[PATCH 0/4] Fix PROT_NONE page permissions when !CPU_USE_DOMAINS
Russell King - ARM Linux
linux at arm.linux.org.uk
Thu Sep 20 18:12:15 EDT 2012
On Thu, Sep 20, 2012 at 04:56:41PM +0100, Will Deacon wrote:
> Hello,
>
> After laughing at Ben H during LPC when it emerged that the PPC PROT_NONE
> protection bits don't prevent kernel access to the protected pages, I
> looked at the ARM code and, to my dismay, found that we have the same
> problem when not using domains.
>
> This patch series addresses the issue with the following points worth
> noting:
>
> - We use the last available software bit (11) for 2-level PTEs.
> Whilst this is somewhat of a pity, I can't think of a better
> reason to allocate it than to fix an outstanding bug.
But you don't - you've defined it to be bit 0, which is the same as the
present bit, and clearing the present bit is not a good idea as it turns
the entry into something like a swap entry.
So, let's go back and restart the analysis (and document it).
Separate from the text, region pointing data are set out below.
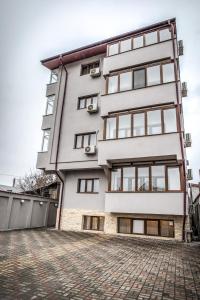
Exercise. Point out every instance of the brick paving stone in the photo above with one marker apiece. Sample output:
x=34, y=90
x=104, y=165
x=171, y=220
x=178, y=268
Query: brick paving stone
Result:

What
happens is we call pte_modify() on each present page, setting the new
protection - __PAGE_NONE.
__PAGE_NONE is defined as: _L_PTE_DEFAULT | L_PTE_RDONLY | L_PTE_XN
which translates to: present | young | read only | xn - with no user
bit set. No user bit set means that userspace accesses, get_user()
and put_user() must fail when the page is accessed.
Now, this results in the pages being present (and really are present
in userspace) but with no accessibility allowed for user-mode accesses,
and read-only for kernel-mode accesses. (The permissions valules
for ARMv7 are: APX=1 AP1=0 AP0=1).
Now, this happens fine when DOMAINS are enabled, because we use the
T-bit operations to ensure that the accesses are checked against
userspace permissions.
However, when DOMAINS are disabled, we use standard loads/stores, which
check against kernel permissions, and so _any_ PROT_NONE mmap() will be
readable by any of the kernel user access functions.
So, on ARMv5 and below, these bits get translated as...
L_PTE_RDONLY L_PTE_USER AP
1 0 00 (user n/a, system r/o)
0 0 01 (user n/a, system r/w)
1 1 10 (user r/o, system r/w)
0 1 11 (user r/w, system r/w)
and this is fine because we always use domains (we must _never_ not use
domains here, because the available permissions that the architecture
gives us do not allow it.)
On ARMv6+ with domains:
L_PTE_RDONLY L_PTE_USER AP
1 0 101 (user n/a, system r/o)
0 0 001 (user n/a, system r/w)
1 1 010 (user r/o, system r/w)
0 1 011 (user r/w, system r/w)
which is also fine, as user accesses are performed using T-bit loads and
stores.
On ARMv6+ without domains, only one of these changes:
L_PTE_RDONLY L_PTE_USER AP
1 0 101 (user n/a, system r/o)
0 0 001 (user n/a, system r/w)
1 1 111 (user r/o, system r/o)
0 1 011 (user r/w, system r/w)
However, now we perform user accesses using kernel-mode loads/stores,
so the access permissions which are checked are the 'system'
permissions, and as we can see from the above, when there is no state
when the kernel is denied access to the page.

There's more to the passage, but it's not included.